I was part of a research team developing an AI model to search for anomalies in space vehicle test data. On this role, I:

Took part in discussions to design model architecture
Researched new techniques to improve model performance
Shared information with other team members, some working on the same model and others working on different models in parallel

Programming the Model: I was also the primary model programmer for the team of three working on our specific model. Another team member worked on synthetic data generation, and the third team member was our direct supervisor. I wrote code to handle data loading and normalization, model training and inference, and model validation procedures. I implemented all of these features in python, using the PyTorch library.

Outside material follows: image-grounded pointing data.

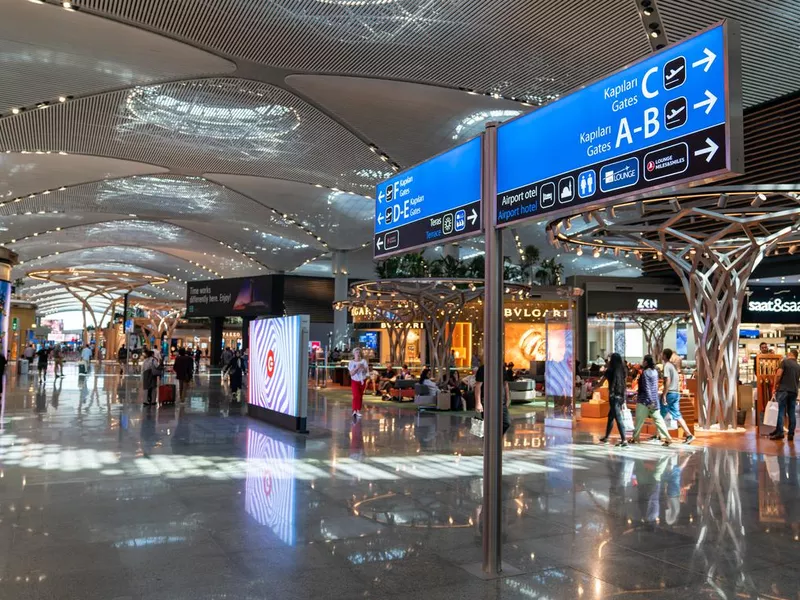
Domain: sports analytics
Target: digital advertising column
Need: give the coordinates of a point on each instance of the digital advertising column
(278, 371)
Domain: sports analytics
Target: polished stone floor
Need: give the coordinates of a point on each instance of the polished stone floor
(101, 498)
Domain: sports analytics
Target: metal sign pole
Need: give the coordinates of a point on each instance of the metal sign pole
(125, 308)
(492, 382)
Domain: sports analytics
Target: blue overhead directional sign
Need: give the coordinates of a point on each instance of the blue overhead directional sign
(438, 200)
(672, 118)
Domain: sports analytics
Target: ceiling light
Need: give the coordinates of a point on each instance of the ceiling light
(475, 123)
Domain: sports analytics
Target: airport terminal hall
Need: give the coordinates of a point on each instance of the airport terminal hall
(399, 300)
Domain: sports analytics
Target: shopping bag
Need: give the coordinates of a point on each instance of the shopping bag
(476, 427)
(671, 423)
(771, 414)
(773, 468)
(627, 418)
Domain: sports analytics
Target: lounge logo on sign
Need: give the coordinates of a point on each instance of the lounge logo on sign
(773, 305)
(646, 304)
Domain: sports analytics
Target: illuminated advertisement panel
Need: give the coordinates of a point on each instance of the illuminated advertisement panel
(278, 371)
(5, 310)
(270, 486)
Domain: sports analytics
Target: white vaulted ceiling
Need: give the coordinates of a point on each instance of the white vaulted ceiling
(195, 139)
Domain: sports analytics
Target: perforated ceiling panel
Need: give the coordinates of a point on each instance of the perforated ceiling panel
(277, 253)
(221, 125)
(155, 235)
(194, 199)
(165, 263)
(516, 47)
(23, 174)
(770, 60)
(409, 121)
(343, 221)
(47, 52)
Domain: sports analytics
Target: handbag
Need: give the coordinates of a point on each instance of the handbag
(627, 418)
(771, 414)
(476, 427)
(671, 423)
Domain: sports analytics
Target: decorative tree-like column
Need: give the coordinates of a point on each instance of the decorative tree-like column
(438, 303)
(655, 325)
(713, 238)
(399, 315)
(87, 285)
(162, 317)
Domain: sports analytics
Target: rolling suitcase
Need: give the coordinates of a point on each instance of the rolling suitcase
(166, 393)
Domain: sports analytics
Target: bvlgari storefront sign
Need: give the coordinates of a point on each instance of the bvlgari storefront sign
(776, 305)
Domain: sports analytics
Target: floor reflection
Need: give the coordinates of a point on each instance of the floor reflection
(203, 502)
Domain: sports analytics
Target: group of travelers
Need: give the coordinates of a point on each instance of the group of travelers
(42, 356)
(649, 403)
(463, 392)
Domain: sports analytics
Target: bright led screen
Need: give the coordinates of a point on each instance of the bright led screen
(5, 309)
(278, 356)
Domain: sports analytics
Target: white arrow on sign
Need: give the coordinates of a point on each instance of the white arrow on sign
(707, 60)
(710, 149)
(709, 102)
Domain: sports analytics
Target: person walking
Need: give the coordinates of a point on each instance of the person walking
(151, 371)
(671, 403)
(86, 358)
(29, 353)
(235, 375)
(58, 358)
(184, 369)
(3, 363)
(616, 375)
(41, 363)
(359, 371)
(786, 378)
(647, 402)
(122, 358)
(227, 355)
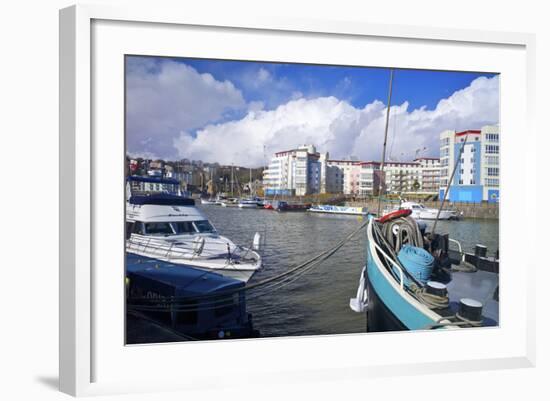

Team Presentation: At the end of my internship, I gave an in depth presentation of my contributions to the entire research team. Our model was able to achieve over 98% validation accuracy on the synthetic dataset, which was generated from an impressively small number of real world samples. The model spurred several interesting questions from the group, and was selected for further development after I left.

What I Learned

Though this work was in an industry setting, my specific group was structured more like a research lab. I really enjoyed this environment, since it gave me an opportunity to learn why and how something works, well at the same time building a practical product.

Transfer Learning: The high level concepts I leveraged for the model were transfer learning and convolutional neural nets (CNNs). CNNs are commonly used in AI for image recognition problems, which at first glance seems unrelated to anomaly detection in test data, the focus of our work. However, images to computers are really just matrices of numbers - and so is the test data. Transfer learning allows us to use a model trained to do image recognition, and, with minimal tweaking, train that model to detect anomalies in our data.

Overfitting: One of the first problems I faced with this model was overfitting - the phenomenon where a model “memorizes” the training data rather than actually learning the underlying pattern. To combat this, I first decreased the number of epochs the model was allowed to train for, and lowered the learning rate. However, this did not completely fix the problem. My research for solutions eventually lead me to a technique called k-fold validation, where the model is trained on distinct subsets of the data for each epoch, and validated against the remaining portion.

Dying ReLU: Possibly the hardest problem I dealt with was dying ReLU. ReLU layers introduce non-linearity into the model to help it learn non-linear functions better. It does this by clamping all negative inputs to 0, which becomes a problem if the model reaches a configuration where most or all of the inputs are negative. In this case nearly all the outputs of the ReLU layer are 0, meaning information is lost, and the gradient through all subsequent layers is 0, making it difficult for the model to learn. To combat this, I tested several alternate non-linearities, such as the sigmoid function and PReLU functions. Ultimately, the change that caused the biggest improvement was implementing batch normalization, which shifts and scales the data between each layer to be more like a unit distribution around the origin. This prevented a configuration where most or all of the inputs were negative, and allowed the model to continue learning effectively.